When life is not so good…

November 4, 2008

you find out what you’re REALLY all about.

Says me.

S

When life is good…

November 3, 2008

-  you take better pictures.

-  people take better pictures of you.

-  you laugh easier… even when Fred sprays you with the hose by accident while cleaning your gutters.

-  friends call more often… because you’re more fun.

-  leaves falling don’t make you want to lay on the couch for days.

-  bad haircuts are only a minor annoyance.

-  the rotted out window in your lower level can wait until spring.

-  movies like “Hot Rod” make you giggle for hours.

-  you spend 30 minutes chatting with your grandma about nothing on a Saturday morning.

-  you love your dog even though he shit in your dead mom’s car that you now own.

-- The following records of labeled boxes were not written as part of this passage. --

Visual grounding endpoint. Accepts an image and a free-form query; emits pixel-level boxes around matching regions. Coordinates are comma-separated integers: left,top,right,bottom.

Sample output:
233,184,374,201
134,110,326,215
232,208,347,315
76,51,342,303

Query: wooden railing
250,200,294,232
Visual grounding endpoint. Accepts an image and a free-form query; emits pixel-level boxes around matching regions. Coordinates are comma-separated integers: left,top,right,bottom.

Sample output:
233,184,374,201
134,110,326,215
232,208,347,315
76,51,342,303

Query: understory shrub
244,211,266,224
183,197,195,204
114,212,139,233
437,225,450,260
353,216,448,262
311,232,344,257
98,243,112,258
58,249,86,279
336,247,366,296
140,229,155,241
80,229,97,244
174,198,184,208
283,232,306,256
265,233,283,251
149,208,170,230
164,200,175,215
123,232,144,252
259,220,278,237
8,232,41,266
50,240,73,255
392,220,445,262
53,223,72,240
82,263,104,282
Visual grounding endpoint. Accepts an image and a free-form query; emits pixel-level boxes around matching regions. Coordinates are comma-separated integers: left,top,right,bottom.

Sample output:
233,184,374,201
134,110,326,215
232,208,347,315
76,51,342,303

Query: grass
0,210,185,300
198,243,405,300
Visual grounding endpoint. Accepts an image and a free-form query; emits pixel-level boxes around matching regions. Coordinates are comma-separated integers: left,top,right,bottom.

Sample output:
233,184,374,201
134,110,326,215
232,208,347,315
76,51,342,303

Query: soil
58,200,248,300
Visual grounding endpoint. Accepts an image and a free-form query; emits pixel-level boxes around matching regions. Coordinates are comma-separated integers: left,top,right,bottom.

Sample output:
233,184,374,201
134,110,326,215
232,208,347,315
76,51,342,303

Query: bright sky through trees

-  the level of guilt you feel about being annoyed by little things multiplies exponentially.

Says me.

S.

Costume of the Ages.

November 1, 2008

My nephew is 10 and a 5th grader.  He is funny and quirky and brilliant and last night he took Halloween to a whole new level of weird.

Remember, he is 10… TEN.

He went as Stephen Colbert.  Complete with suit, tie, glasses and hair.  Add the impersonation he does scarily well and my 10 year old nephew takes on a whole new identity.

I’m sure that the poor guy was disappointed with the lack luster response to his get up, but it took us all a second to catch up with the kid.  Political satirist is not exactly the first costume choice you come up with in elementary school.  Pirate, video game character, awesome ninja… you know.. kids ideas.  Not my nephew with his progressive parents and free access to cable…

Stephen Colbert.   (http://www.colbertnation.com/about)

I wish I had some brilliant commentary about the event.  Some truly profound statement about my nephew and the condition of our nation or his generation.

I wish I could close my mouth or stop laughing.

Rather than ending with the usual “So Says Me” I will end with…

insert brilliant commentary here.  —>      <——–

S.

PS  Fred thought he was a striking rendition of a Jehovah’s Witness.  Shudder… that is the scariest thought we could come up with on this spooky hallowed night.